Chapter 7.12: Dropout
Limitation of Bagging
When training a very large neural network, it is often impractical to train and average multiple models because the computational cost is too high.
Dropout
Dropout is a computationally efficient alternative to bagging that trains an ensemble of subnetworks by randomly dropping units during training.
If we have \(n\) droppable units, each of them can be either kept or dropped independently, we have \(2^n\) subnetworks.
\[ 2\times2\times2\text{...}\times2=2^n \]

Comparing with Bagging
Assume our task is to output the probability.
Bagging (Equation 7.52): Averages predictions from \(k\) independently trained models.
\[ \frac{1}{k}\sum_{i=1}^kp^{(i)}(y|x) \]

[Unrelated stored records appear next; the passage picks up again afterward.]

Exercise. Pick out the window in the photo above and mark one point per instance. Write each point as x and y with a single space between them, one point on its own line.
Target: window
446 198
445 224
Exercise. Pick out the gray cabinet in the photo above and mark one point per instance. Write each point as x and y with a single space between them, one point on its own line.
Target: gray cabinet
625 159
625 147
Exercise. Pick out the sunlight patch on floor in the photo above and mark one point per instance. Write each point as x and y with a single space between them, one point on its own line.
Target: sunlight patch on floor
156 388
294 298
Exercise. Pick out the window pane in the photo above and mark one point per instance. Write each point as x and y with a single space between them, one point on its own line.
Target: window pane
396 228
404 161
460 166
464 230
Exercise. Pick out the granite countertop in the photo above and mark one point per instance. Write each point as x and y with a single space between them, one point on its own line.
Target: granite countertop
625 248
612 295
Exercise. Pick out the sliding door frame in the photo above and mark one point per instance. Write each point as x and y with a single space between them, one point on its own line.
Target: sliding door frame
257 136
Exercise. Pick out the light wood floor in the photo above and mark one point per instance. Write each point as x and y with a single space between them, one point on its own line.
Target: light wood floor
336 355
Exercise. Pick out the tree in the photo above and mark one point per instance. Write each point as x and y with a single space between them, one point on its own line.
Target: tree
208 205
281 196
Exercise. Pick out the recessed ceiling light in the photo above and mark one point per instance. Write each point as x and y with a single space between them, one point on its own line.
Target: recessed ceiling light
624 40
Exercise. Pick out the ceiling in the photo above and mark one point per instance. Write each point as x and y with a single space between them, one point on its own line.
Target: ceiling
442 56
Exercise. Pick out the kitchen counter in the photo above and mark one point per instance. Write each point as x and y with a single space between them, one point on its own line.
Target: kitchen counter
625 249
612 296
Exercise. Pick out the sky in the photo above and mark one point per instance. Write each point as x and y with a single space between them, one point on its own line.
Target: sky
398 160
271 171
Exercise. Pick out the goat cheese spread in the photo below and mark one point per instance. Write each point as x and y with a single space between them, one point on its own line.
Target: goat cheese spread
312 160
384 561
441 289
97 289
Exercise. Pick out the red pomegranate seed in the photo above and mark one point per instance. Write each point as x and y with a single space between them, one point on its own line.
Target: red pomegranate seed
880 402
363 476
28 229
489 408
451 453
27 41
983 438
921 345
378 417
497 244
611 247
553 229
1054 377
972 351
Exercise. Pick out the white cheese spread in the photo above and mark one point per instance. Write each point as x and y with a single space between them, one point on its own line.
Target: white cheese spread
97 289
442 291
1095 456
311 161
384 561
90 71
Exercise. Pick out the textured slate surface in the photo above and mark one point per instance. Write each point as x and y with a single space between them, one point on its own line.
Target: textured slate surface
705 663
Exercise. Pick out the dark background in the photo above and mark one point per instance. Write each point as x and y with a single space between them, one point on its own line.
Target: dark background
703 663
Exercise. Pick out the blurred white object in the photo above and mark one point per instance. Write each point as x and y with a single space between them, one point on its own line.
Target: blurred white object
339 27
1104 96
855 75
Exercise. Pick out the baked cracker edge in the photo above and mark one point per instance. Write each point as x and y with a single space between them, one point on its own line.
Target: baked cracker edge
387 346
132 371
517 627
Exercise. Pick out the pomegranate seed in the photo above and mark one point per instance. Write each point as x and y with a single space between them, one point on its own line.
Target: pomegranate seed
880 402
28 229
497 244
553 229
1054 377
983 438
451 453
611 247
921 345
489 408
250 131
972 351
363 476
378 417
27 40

Dropout (Equation 7.53): Takes a weighted sum over all possible mask configurations, where \(p(\mu)\) is the probability to sample mask \(\mu\).
\[ \sum_\mu p(\mu)p(y|x,\mu) \]
Masks
We use a vector to represent masks for each unit:
\[ \mu=[\mu_1,\mu_2,...\mu_n] \]
During training, we sample masks:
\[ \begin{aligned} h &= [h_1,h_2,...,h_n] \\ h' &= h\odot\mu \end{aligned} \]
For example, if \(\mu=[1,0,1]\), then \(h'=[h_1,0,h_3]\)
Feasibility of Simple Forward Propagation in Dropout Inference
Using geometric average (Equation 7.54):
\[ \tilde{p}_{\text{ensemble}}(y|x)=\sqrt[2^d]{\prod_{\mu}p(y|x,\mu)} \]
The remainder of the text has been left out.